Knock down those walls. I like to be provocative and call it a "butter belly" whenever I hear someone talking about a beer belly or beer gut (we're a country obsessed with dairy products, and turning a blind eye to much of the damage dairy farming is doing to our country).
Nice to see this blog.
Stu McKinlay
SOBA - Society of Beer Advocates
New Zealand
www.soba.org.nz
Charlie,
Great post and even better reminder. I suppose when you have twelve beers though the calories tend to add up...dang it.
I like my mother seem to be able to live on beer...it does not stimulate my appetite it seems to supress it..there fore I do not eat properly if I drink beer...I have come to the conclusion its due to the wheat and or barleys.Is there any information around that might support this and if so has there been any studies on other types of beer(such as rice based) that might show them to be better for people like me?
Exercise and diet and a combination of genetics are responsible for obesity. Not beer.
What process in the body occurs which makes some of us fatter than others in relation to consuming beer? Is it the carbs/calories/metabolism or what?
Controlling weight isn't a simple matter of counting calories. A thousands calories from carbs is a lot more fattening than a thousand calories from protein or fat (fat is not fattening, contrary to popular belief). beer = carbs, as a bodybuilder I try to limit it as much as I enjoy it.
I am 36 and until I met a gourmet chef I never weighed more than 100 lbs.
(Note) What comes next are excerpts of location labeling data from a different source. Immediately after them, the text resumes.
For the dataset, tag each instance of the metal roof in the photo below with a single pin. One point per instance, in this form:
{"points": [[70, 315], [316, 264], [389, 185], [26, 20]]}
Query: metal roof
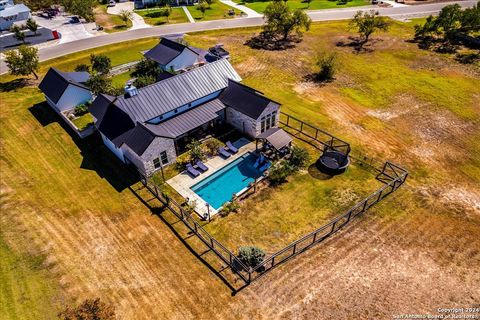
{"points": [[277, 137], [188, 120], [174, 92], [245, 99]]}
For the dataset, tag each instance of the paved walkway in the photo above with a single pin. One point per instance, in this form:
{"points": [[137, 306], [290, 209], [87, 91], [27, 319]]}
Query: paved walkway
{"points": [[137, 20], [189, 16], [250, 12]]}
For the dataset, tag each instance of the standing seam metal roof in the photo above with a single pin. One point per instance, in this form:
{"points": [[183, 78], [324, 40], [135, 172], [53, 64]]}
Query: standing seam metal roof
{"points": [[174, 92]]}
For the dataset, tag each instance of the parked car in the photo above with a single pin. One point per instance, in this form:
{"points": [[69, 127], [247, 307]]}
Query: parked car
{"points": [[74, 19]]}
Why?
I loved my beer. He thought it wasn't good for me for I was drinking in excess but then again I also thought he put WAY TOO MUCH butter on things such as vegetables which I liked plain before
We broke up but I think the lesson was the same that everyone has. Don't blame the beer in itself. Beer in moderation is fine..it's really the cravings that lets us forget to eat veggies and instead calls for a supreme Pizza Hut concoction of grease and artificial fat that creates the REAL beer belly.
Drink on All! Life is too short not to enjoy a good brew. In moderation, of course!!
"12 ounces of wine" constitutes THREE glasses of wine, whereas "12 ounces of beer" constitutes LESS THAN ONE pint of beer (a pint is 16oz). A serving-to-serving comparison would yield about 100 calories for the wine drinker to 200 calories for the beer drinker.
None of this is to suggest that beer can't be healthfully consumed in moderation; I just think one should be honest with his facts.
God bless you, Charlie. You've been making my life so much better since I was 12 and got my hands on the "Joy of Homebrewing."
I think the point you are missing is that beer, being moorish, means you have five, six, seven. However many you want.
Now you don't do that with quarterpounders do you.